Colmar, le 5 Novembre 1754.
Me voilà, monsieur, lié à vous par la plus tendre reconnaissance. Je vous dois faire d’abord l’aveu sincère de ma situation. Je n’ai pas plus de 230,000 livres de France à mettre à une acquisition. Si, avec cette somme, il faut encore payer le sixième, et ensuite mettre un argent considérable en meubles, il me sera impossible d’acheter la terre d’Allaman. Vous savez, monsieur, que quand je vous confiai le dessein que j’ai depuis longtemps de m’approcher de vous, et de venir jouir de votre société, dans le sein de la liberté et du repos, je vous dis que je pouvais tout au plus mettre 200,000 livres de France à l’achat d’une terre. Tout mon bien en France est en rentes dont je ne peux disposer.

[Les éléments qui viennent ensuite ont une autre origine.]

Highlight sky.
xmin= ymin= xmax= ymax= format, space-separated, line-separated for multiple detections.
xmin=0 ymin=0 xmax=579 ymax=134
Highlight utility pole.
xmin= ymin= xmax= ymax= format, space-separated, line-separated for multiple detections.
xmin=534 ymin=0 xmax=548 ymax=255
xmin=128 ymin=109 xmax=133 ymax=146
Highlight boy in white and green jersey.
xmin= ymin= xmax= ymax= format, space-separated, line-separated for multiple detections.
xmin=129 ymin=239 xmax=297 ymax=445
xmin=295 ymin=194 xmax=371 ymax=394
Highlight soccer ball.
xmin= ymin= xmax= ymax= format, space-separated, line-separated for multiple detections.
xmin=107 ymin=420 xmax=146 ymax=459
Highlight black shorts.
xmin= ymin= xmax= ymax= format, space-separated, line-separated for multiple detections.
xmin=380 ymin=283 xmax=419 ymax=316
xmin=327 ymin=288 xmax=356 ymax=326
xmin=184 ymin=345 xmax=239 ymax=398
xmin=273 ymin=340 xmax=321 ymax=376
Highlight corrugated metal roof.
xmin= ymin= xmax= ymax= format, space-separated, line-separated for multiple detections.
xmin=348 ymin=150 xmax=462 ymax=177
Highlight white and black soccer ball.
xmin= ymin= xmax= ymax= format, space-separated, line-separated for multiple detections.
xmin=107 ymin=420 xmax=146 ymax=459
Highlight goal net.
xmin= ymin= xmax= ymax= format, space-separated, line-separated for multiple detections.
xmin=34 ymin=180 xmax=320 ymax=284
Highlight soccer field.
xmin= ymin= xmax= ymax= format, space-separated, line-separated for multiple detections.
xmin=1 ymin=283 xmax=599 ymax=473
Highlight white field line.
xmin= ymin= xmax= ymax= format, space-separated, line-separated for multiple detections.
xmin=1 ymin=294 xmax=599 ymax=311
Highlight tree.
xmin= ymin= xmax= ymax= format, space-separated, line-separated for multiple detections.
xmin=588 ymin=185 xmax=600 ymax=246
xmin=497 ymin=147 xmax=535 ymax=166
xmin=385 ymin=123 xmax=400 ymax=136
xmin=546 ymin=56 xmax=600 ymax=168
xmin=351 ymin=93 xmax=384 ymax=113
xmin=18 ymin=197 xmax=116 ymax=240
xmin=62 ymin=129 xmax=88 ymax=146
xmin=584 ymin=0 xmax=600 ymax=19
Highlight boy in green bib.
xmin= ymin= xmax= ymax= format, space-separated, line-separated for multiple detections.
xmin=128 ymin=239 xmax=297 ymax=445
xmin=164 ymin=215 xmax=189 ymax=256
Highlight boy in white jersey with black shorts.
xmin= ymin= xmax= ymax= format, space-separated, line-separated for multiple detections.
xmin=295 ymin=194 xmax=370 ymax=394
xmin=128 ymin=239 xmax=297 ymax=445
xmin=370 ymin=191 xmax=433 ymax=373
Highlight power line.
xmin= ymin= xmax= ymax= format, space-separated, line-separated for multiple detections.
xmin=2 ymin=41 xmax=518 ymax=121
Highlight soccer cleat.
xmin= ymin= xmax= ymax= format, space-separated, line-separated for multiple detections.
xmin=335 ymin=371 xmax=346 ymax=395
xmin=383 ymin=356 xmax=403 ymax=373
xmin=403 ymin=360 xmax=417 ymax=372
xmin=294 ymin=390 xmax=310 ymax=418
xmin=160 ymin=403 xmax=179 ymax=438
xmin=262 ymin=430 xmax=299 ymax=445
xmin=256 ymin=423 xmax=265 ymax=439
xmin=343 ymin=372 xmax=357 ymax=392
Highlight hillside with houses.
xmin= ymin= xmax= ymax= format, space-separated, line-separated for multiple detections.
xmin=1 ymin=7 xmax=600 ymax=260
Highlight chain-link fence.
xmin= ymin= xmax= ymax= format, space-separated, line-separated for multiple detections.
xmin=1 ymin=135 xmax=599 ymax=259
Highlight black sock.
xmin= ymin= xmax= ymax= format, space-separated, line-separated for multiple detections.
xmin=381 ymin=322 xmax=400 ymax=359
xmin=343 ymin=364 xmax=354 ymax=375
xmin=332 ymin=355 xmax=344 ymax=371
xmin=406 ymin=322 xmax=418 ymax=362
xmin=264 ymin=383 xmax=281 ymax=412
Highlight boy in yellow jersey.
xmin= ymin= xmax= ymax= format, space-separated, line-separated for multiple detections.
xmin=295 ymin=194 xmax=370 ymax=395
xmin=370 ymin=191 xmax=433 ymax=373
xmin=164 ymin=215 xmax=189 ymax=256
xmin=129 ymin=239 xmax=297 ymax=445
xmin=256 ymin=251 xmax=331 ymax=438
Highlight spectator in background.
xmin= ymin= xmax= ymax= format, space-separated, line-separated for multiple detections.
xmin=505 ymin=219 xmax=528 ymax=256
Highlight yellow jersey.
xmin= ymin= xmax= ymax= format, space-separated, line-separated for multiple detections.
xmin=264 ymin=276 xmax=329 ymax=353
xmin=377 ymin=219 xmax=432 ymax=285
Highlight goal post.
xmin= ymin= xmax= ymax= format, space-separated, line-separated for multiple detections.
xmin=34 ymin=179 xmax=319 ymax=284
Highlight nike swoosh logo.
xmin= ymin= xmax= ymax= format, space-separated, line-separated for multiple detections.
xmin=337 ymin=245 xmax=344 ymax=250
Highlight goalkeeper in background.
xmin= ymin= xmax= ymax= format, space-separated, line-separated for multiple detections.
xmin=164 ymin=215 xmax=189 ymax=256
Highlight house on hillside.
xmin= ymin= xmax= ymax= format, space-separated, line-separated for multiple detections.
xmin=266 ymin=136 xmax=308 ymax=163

Louer une maison de campagne serait ma ressource ; mais je vous avoue que j’aimerais beaucoup mieux une terre. Il est très désagréable de ne pouvoir embellir sa demeure, et de n’être logé que par emprunt.
Nous voici au mois de novembre, l’hiver approche ; je prévois que je ne pourrai me transplanter qu’au printemps ; conservez-moi vos bontés. Peut-être pendant l’hiver Allaman ne sera pas vendu, et on se relâchera sur le prix ; peut-être se trouvera-t-il quelque terre à meilleur marché qui me conviendra mieux ; il y en a, dit-on, à moitié chemin de Lausanne à Genève. Vous sentez à quel point je suis honteux de vous donner tant de peines, et d’abuser de votre bonne volonté. Tout mon regret, à présent, est de ne pouvoir venir vous remercier ; ma santé est si chancelante que je ne peux même faire le voyage nécessaire que je devais faire en Bourgogne. Je ne vis plus que de l’espérance de finir mes jours dans une retraite douce et libre. J’ai vu à Plombières l’avoyer (1) de Berne, je ne sais pas son nom ; il est instruit du désir que j’ai toujours eu de me retirer sur les bords de votre beau lac, comme Amédée à Ripaille. Mais il me semble qu’il témoigna à un de mes amis qu’il craignait que ce pays-là ne me convînt pas. J’ignore quelle était son idée quand il parlait ainsi ; je ne sais si c’était un compliment, ou une insinuation de ne point venir m’établir dans un pays dont il croyait apparemment que les mœurs étaient trop différentes des miennes.
Il vint deux ou trois fois chez moi, et me fit beaucoup de politesses. Vous pourriez aisément, monsieur, savoir sa manière de penser par le moyen de votre ami qui est dans le conseil. Vous pourriez m’instruire s’il sera à propos que je lui écrive, et de quelle formule on doit se servir en lui écrivant.
Je voudrais m’arranger pour venir chez vous avec l’approbation de votre gouvernement, et sans déplaire à ma cour. J’aurai aisément des passeports de Versailles pour voyager. Je peux ensuite donner ma mauvaise santé pour raison de mon séjour ; je peux avoir du bien en Suisse comme j’en ai sur le duc de Wurtemberg ; en un mot, tout cela peut s’arranger.
Il est triste d’autant différer, quand le temps presse ; l’hiver de ma vie, et celui de l’année, m’avertissent de ne pas perdre un moment, et l’envie de vous voir me presse encore davantage.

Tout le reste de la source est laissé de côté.